Smith is right, I think, in thinking that sociology’s history and toolkit provide grounds for a sociological critique of modernity. These lie in part in Durkheim’s insistence on the social whole as the unit of analysis and the problem of social order in advanced societies, and in part in critical theory’s concern with modern capitalism’s proliferation of meaningless choice. Questions like these animate lots of current sociological research, including many of the books and articles Smith pillories earlier in the book. A less-motivated survey of these materials (and maybe actually reading them instead of just sneering at their titles – ahem) would probably have turned up some important affinities for Smith’s preferred approach.

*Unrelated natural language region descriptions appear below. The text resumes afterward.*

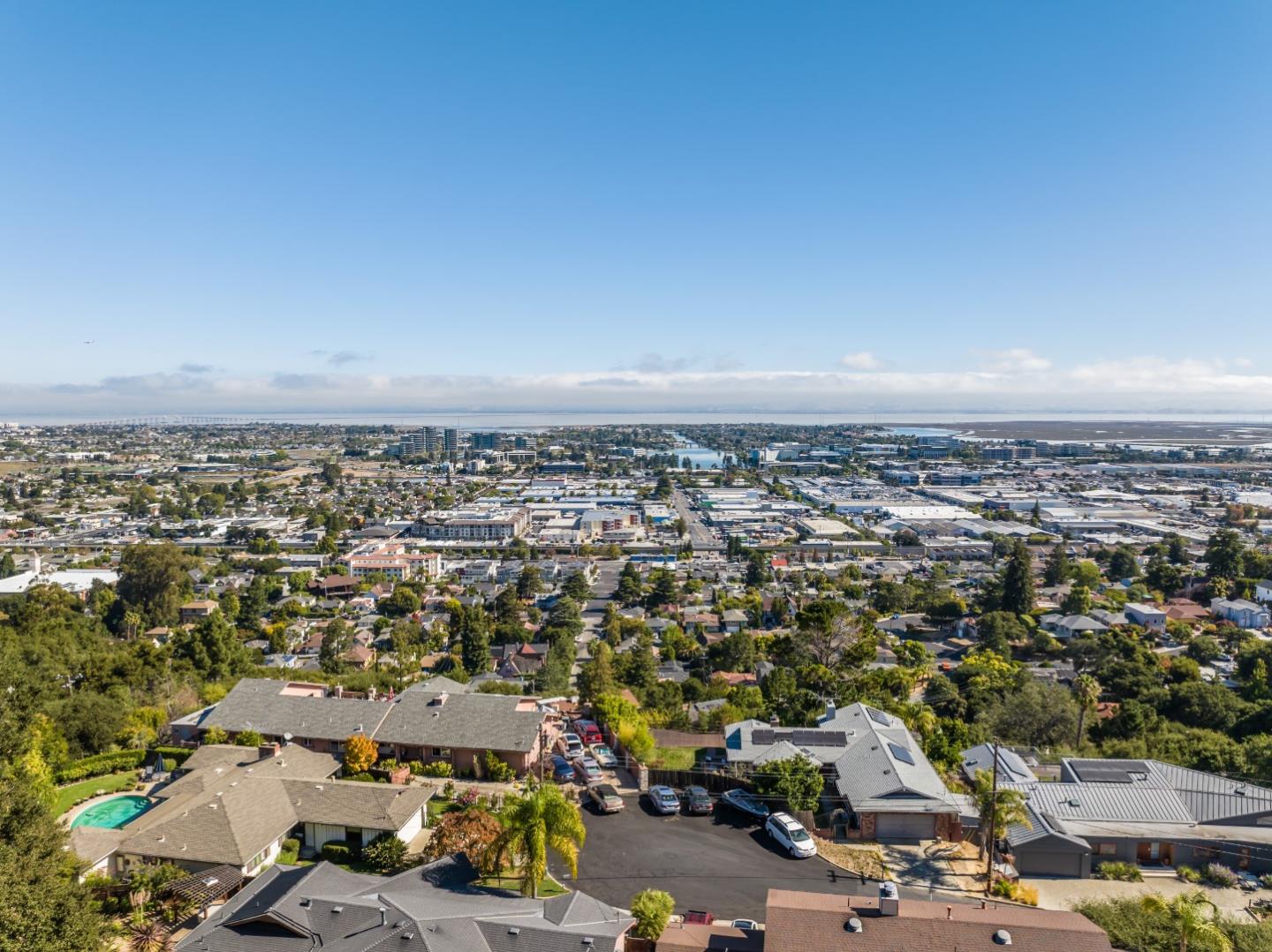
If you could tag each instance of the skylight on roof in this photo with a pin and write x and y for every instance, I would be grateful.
(901, 754)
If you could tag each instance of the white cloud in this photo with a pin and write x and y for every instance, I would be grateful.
(1139, 384)
(861, 360)
(1015, 360)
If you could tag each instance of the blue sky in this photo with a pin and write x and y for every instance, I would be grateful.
(668, 204)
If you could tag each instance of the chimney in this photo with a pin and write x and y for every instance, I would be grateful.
(890, 904)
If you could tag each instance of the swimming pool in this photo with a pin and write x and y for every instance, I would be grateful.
(113, 812)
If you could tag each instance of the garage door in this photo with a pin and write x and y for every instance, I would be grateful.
(905, 827)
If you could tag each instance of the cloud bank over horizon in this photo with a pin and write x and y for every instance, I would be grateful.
(1011, 382)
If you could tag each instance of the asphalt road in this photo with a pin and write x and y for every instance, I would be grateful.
(701, 537)
(714, 863)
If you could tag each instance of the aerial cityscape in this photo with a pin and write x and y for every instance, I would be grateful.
(661, 478)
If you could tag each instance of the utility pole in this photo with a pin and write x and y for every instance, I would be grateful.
(994, 816)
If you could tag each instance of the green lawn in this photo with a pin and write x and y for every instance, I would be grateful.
(509, 880)
(676, 758)
(110, 783)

For example, feminist analyses that the ’60s’ “sexual freedom” often led to reproducing women’s disempowerment are compatible with the social-order problem that the benefits of “structurelessness” are unevenly distributed. And certainly the global-inequality literature’s implicit concern with the condition of extremely-low-wage workers is directly relevant to those workers’ capacity to be “conscious, reflexive, embodied, self-transcending centers of subjective experience… in loving relationships with other personal selves!”
In short, where Smith sees a hegemonic juggernaut, I think the “bizarre amalgam of liberalism, positivism, Marxism, empiricism, constructionism, progressivism, hermeneutics, pragmatism, postmodernism, and feminism” (202) that makes up its “modern liberal-Enlightenment-Marxist-social-reformist-pragmatist-therapeutic-sexually liberated-civil rights-feminist-GLBTQ-social constructionist-poststructuralist/postmodernist” (11) project is actually quite divided, in part on precisely the lines Smith would like to see.
Smith is right that most readers will reject this book, and deservedly so. Its myriad flaws, disingenuousness, and fundamental incoherence certainly outweigh the kernel of worthwhile argument. But I do think that kernel exists, and I think sociology would be well served by continuing to consider the social origins of individuality and the collective consequences of morality, both positive and negative.